I am not worried about AI replacing me 1:1 communication wise. What is going to happen is the structure around me that gives my current communication skill set value is going to change so much and be optimized to a degree that my current skill set is no longer going to have much value in the new structures that arise. I will have to figure out how to fit into these new structures and it surely won't be doing the same thing I am doing now. That seems so obvious.
It’s any interesting thread for sure, but while reading through this I couldn’t help but think that the point of these ideas are for a person to read and consider deeply. What is the point of having a machine do this “thinking” for us? The thinking is the point.
And that’s the problem with a lot of chatbot usage in the wild: it’s saving you from having to think about things where thinking about them is the point. E.g. hobby writing, homework, and personal correspondence. That’s obviously not the only usage, but it’s certainly the basis for some of the more common use cases, and I find that depressing as hell.
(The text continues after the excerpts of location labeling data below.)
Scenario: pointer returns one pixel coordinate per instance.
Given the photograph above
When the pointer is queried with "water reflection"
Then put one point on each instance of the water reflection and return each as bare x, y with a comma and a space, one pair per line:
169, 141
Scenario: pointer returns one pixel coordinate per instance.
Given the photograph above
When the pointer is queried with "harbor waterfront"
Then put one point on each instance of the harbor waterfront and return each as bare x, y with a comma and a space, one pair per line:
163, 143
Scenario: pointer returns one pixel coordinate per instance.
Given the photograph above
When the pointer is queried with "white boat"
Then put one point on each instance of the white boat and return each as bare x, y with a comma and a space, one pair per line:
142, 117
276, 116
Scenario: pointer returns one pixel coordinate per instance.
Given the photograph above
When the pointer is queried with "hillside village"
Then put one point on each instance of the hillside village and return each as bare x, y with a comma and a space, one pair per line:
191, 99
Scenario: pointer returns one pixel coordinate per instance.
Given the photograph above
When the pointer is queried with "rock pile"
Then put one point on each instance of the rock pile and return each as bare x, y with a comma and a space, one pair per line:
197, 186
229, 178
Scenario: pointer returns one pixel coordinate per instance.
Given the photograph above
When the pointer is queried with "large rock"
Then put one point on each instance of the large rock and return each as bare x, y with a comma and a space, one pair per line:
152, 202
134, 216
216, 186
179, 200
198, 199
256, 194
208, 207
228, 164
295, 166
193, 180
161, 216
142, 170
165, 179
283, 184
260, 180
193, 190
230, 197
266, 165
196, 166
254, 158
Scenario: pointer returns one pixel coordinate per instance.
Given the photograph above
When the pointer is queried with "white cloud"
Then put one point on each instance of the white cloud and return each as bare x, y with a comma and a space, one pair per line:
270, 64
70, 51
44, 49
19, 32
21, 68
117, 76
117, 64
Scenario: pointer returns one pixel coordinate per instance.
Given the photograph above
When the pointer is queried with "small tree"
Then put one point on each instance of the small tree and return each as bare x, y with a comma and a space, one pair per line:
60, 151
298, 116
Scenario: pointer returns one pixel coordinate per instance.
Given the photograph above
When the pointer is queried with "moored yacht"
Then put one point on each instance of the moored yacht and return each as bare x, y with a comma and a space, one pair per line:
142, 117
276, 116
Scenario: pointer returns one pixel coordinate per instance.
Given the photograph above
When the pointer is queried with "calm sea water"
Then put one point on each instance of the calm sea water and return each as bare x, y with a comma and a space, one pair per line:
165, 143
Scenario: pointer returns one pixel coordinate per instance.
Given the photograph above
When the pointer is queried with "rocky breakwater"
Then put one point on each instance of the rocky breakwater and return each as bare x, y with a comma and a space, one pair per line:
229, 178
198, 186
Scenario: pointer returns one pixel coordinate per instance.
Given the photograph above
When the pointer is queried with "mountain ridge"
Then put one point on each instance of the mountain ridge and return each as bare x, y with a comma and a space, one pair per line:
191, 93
This is a software engineering forum. Most of the engineer types here lack the critical education needed to appreciate this sort of thing. I have a literary education and I’m actually shocked at how good most of these threads are.
Programmers tend to lean two ways: math-oriented or literature-oriented. The math types tend to become FAANG engineers. The literature oriented ones tend to start startups and become product managers and indie game devs and Laravel artisans.
We should try posting this on a literary discussion forum and see the responses there. I expect a lot of AI FUD and envy but that’ll be evidence in this tools favor.
I had a look at that. The notion of a "collective brain" is similar to that of "civilization". It is not a novel notion, and the connections shown there are trivial and uninspiring.
Models just naturally arrive at a conclusion that they are done. TODO hints can help, but is not infallible: Claude will stop and happily report there's more work to be done and "you just say the word Mister and I'll continue" --- this is a RL problem where you have to balance the chance of an infinite loop (it keeps thinking there's a little bit more to do when there is not) versus the opposite where it stops short of actual completion.
> this is a RL problem where you have to balance the chance of an infinite loop (it keeps thinking there's a little bit more to do when there is not) versus the opposite where it stops short of actual completion.
Any idea on why the other end of the spectrum is this way -- thinking that it always has something to do?
I can think of a pet theory on it stopping early -- that positive tool responses and such bias it towards thinking it's complete (could be extremely wrong)
My pet theory: LLM's are good at detecting and continuing patterns. Repeating the same thing is a rather simple pattern, and there's no obvious place to stop if an LLM falls into that pattern unintentionally. At least to an unsophisticated LLM, the most likely completion is to continue the pattern.
So infinite loops are more of a default, and the question is how to avoid them. Picking randomly (non-zero temperature) helps prevent repetition sometimes. Other higher-level patterns probably prevent this from happening most of the time in more sophisticated LLM's.
> Any idea on why the other end of the spectrum is this way -- thinking that it always has something to do?
Who said anything about "thinking"? Smaller models were notorious for getting stuck repeating a single word over and over, or just "eeeeeee" forever. Larger models only change probabilities, not the fundamental nature of the machine.
Not all models are trained with long one-shot task following by themselves, seems many of them prefer closer interactions with the user. You could always add another layer/abstraction above/below to work around it.